From a reader…
When is enough, enough? I help facilitate the RCIA program in my parish and the other leaders in the name of compassion are constantly at odds with the teachings of Holy Mother Church. As one trying to be faithful to our Lord and His Church, I wonder at what point is an environment too toxic for one’s soul? Can the heretical opinions of these people start to rub off on me without me even knowing it. Does working with these people become an occasion of sin?
Hmmm… that reminds me of a song! Maestro? ♫
When I was just a little girl
I asked my mother
What will I be
Will I be pretty
Will I be rich
Here’s what she said to me
Que sera, sera
Whatever will be, will be
The future’s not ours to see
Que sera, sera
What will be, will be
No, Fr.
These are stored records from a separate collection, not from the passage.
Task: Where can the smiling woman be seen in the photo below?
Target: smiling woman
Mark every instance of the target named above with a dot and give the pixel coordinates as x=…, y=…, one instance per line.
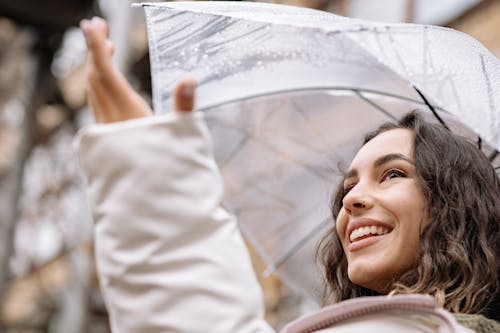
x=418, y=212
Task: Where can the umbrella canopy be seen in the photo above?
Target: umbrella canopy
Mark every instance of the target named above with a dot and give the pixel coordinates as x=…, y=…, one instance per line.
x=290, y=92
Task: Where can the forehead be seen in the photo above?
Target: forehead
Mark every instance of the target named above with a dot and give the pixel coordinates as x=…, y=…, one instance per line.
x=395, y=141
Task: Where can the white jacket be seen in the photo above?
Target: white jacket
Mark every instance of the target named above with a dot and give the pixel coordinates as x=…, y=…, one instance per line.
x=170, y=259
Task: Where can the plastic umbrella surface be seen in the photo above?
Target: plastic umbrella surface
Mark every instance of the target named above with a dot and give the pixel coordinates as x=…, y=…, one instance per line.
x=289, y=93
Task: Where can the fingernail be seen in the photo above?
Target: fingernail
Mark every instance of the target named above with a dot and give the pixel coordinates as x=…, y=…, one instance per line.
x=84, y=25
x=188, y=90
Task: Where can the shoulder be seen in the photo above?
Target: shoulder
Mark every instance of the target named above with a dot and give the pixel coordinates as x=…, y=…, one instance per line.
x=477, y=323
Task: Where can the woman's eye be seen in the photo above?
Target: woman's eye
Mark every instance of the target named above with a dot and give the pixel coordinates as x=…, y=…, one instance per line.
x=393, y=174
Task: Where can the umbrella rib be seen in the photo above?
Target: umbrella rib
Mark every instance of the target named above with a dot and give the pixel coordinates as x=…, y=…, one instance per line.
x=301, y=242
x=433, y=110
x=319, y=88
x=375, y=105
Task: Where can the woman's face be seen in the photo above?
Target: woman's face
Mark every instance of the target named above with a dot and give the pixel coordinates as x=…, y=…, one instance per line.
x=383, y=211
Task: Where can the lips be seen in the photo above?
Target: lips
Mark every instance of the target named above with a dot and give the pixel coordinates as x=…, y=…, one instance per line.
x=364, y=228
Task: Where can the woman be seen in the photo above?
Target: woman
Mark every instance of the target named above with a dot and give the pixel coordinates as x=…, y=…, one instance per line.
x=171, y=259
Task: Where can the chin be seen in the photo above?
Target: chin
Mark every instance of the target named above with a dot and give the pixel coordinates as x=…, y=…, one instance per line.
x=370, y=279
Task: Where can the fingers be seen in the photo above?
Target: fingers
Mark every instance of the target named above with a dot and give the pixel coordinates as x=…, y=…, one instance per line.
x=184, y=95
x=100, y=48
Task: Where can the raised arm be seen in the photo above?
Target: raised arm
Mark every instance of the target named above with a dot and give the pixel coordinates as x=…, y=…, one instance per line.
x=170, y=259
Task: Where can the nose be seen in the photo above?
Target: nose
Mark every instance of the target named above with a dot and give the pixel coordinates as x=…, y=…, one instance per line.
x=356, y=201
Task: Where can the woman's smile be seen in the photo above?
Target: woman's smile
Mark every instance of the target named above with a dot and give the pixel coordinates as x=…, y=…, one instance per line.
x=364, y=232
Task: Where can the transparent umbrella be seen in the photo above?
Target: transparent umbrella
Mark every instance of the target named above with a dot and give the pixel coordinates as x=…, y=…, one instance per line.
x=288, y=94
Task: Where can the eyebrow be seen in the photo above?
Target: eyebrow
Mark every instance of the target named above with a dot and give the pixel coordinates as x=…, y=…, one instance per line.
x=353, y=173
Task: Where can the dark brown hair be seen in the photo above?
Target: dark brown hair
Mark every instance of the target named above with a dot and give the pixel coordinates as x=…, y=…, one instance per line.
x=459, y=257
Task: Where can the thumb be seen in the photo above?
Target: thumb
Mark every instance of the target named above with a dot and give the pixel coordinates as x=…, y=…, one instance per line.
x=184, y=95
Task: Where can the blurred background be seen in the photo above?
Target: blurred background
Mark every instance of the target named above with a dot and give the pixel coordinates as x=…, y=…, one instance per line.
x=48, y=281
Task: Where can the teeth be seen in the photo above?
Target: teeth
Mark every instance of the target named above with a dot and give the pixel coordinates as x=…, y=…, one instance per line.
x=363, y=231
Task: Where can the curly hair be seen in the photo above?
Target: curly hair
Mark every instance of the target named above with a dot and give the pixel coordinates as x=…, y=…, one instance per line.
x=460, y=247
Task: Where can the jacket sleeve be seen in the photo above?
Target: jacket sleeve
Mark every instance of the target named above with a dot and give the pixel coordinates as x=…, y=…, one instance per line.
x=169, y=258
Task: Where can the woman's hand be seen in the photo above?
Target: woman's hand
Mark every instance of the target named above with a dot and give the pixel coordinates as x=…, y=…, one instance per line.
x=110, y=96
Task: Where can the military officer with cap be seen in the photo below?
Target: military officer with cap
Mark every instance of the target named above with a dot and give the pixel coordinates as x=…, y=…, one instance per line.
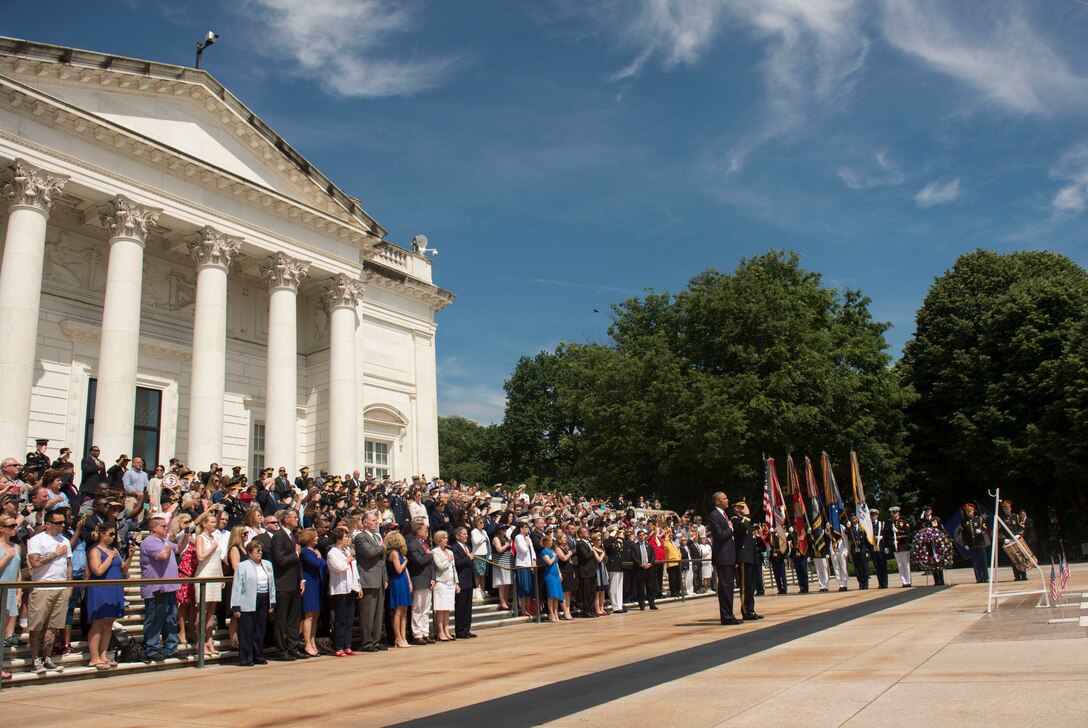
x=37, y=461
x=745, y=545
x=899, y=538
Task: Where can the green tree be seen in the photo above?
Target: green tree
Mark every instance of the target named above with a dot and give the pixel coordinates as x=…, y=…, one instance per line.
x=468, y=451
x=999, y=364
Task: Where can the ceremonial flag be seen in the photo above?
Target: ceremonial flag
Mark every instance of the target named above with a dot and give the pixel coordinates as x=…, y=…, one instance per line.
x=835, y=508
x=777, y=507
x=768, y=507
x=863, y=510
x=816, y=523
x=800, y=518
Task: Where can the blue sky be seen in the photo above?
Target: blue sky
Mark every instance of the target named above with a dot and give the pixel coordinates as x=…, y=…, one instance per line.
x=565, y=155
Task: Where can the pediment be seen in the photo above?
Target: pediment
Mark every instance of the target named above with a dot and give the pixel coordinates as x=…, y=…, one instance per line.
x=184, y=111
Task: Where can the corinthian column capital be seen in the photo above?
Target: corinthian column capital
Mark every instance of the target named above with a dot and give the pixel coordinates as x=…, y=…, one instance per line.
x=282, y=271
x=33, y=187
x=123, y=218
x=212, y=248
x=343, y=292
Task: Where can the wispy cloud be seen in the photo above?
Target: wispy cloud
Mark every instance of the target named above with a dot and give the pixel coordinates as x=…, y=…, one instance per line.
x=938, y=193
x=1002, y=58
x=343, y=45
x=881, y=172
x=1072, y=199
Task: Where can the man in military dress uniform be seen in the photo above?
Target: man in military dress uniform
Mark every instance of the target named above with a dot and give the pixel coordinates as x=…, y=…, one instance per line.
x=976, y=535
x=37, y=461
x=745, y=542
x=1015, y=523
x=899, y=537
x=880, y=550
x=860, y=553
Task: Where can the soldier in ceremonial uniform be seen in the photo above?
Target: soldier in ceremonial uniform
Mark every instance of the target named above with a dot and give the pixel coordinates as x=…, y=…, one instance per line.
x=976, y=537
x=858, y=552
x=37, y=461
x=1015, y=523
x=800, y=563
x=899, y=537
x=880, y=548
x=929, y=520
x=745, y=543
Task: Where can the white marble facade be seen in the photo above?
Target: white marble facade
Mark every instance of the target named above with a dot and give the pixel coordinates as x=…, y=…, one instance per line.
x=158, y=235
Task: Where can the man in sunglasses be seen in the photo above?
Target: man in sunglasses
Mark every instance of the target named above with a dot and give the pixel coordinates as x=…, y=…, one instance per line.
x=49, y=554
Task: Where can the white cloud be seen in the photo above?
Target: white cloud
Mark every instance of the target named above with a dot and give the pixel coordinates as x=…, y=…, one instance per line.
x=477, y=402
x=881, y=173
x=341, y=44
x=1003, y=59
x=938, y=193
x=1072, y=199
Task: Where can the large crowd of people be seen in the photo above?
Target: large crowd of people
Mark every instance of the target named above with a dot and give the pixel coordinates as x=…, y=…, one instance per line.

Z has not entirely lost his mind. Nor is Fr. Z, “getting in touch with his feminine side.”
Rather, the question proposed has led to a certain flight of mental fancy and the recollection of that delightful song Doris Day sang to alert Jimmy Stewart in the Alfred Hitchcock movie, “The Man Who Knew Too Much.”
Like the questioner, the characters played by Day and Stewart – the McKennas – are simply trying to get by in life. They are enjoying a nice vacation when a series of events places them at the center of an assassination plot.
Many Catholics these days seem to be in similar straits.
They attempt simply to eke out a life of holiness day by day, and yet they find themselves embroiled in controversies and conflict. They are compelled to address the dangers of sin and heresy.
It has always been so.
What is the tipping point? How much do we engage in the battles that rage? At what point do we set the battles aside and retreat to the relative peace of our family lives and homes?
If we retreat, will the battles pass us by? Will the war bang on our front door?
There’s no one-size-fits-all answer.
I understand the need to back away at times – sometimes to back away temporarily, sometimes to shake the dust from one’s sandals and move on elsewhere.
Choosing the right battles to fight is an important lesson to learn. Prudence is the auriga virtutum, the charioteer of the virtues.
When we struggle, we do NOT struggle alone.
While a Christian does not become either complacent or fatalistic, we need to remind ourselves that Christ has already won the important battle. We know the final outcome of things.
Christ is at our side.
The battles are difficult, but they are at times necessary so that the Truth be served, the Faith defended, Christ known and loved in His Holy Catholic Church.
What will be, will be, of course. But what we do to help bring about what will be is the stuff upon which our own salvation is built.
Do not let the demon of discouragement distract you. But, taking stock of your state in life, the exigencies you face in your vocation, the circumstances you live in, learn also “when to fish and when to cut bait.”